Capacitor Power Calculation. Am I doing this correctly?

I want to use some solar panel and super caps to power a “low voltage circuit”.

I want to calculate the effective “mAh” the caps would store at full charge.

Seeming as Q=CV
and Q=It

We can assume CV=It

Therefore I = CV / t

So having 2 100F 2.7V caps in series gives a 5.4V cap with 50F capacity:

Assuming t = 3600seconds (an hour):

I = (50*5.4) / 3600 = 0.075Amps = 75mAh

Now, the “usable voltage range” would be say a minimum of 3.3V before brownout occurs

So 5.4 - 3.3 = 2.1V

So I should use:

I = (50F * 2.1V) / 3600s = 29mAh

So over a day, assuming the caps can be fully charged over the day, I can pull about 1mA of current on average?

One nrmally uses :

energy stored = 1/2 c * v * v. Joules. Not useful here unless you use a switchmode psu.

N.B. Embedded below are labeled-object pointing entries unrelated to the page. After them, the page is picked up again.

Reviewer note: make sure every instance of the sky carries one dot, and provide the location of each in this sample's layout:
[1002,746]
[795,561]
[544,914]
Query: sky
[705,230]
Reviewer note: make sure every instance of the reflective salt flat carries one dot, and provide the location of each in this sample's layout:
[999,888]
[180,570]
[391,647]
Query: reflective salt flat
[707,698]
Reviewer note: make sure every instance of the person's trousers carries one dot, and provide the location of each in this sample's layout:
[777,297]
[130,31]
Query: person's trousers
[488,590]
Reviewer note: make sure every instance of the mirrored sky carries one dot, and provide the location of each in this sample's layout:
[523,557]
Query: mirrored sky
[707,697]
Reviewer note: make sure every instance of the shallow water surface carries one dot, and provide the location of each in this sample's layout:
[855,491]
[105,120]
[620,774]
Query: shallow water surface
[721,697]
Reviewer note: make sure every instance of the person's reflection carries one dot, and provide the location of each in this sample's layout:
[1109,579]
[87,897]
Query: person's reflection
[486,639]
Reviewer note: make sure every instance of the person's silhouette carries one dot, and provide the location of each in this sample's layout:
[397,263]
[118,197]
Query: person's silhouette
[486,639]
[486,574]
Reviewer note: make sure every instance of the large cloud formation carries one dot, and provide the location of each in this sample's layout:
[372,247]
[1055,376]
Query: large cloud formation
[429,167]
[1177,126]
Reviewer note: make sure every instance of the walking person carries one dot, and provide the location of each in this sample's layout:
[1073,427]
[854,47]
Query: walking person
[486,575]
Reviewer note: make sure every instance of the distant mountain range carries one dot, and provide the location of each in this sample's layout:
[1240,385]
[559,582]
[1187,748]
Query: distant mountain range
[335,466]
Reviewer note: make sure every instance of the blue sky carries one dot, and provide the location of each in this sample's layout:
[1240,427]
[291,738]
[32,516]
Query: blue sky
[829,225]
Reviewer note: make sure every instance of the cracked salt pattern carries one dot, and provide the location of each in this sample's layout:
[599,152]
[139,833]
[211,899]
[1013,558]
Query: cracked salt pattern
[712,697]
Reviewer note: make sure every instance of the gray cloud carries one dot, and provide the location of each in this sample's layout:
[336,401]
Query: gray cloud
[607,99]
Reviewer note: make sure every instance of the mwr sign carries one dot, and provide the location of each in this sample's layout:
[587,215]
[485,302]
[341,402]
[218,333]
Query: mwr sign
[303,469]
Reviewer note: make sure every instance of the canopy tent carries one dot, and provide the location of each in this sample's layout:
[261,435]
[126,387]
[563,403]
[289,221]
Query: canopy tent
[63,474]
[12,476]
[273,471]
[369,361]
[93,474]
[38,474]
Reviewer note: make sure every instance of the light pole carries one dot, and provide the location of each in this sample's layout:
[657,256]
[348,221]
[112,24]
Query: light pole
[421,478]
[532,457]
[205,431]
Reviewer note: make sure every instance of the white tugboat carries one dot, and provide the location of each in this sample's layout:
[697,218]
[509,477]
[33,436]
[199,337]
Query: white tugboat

And voltage / time characteristic as I = C dv/dt.

so if you have 50 F and current of 1mA, the rate of voltage drop dv/dt wiil be will be 0.001/50 => 20 exp - 6 v/s.

And to drop 2.1 volts will take 2.1 / (20exp-6 ) = > 105,000 seconds or 29.2 hours.

Your sums are correct, if unconventionally expressed.

Allan

We can assume CV=It

No, but C*(change in)V = I*t is a useful approximation.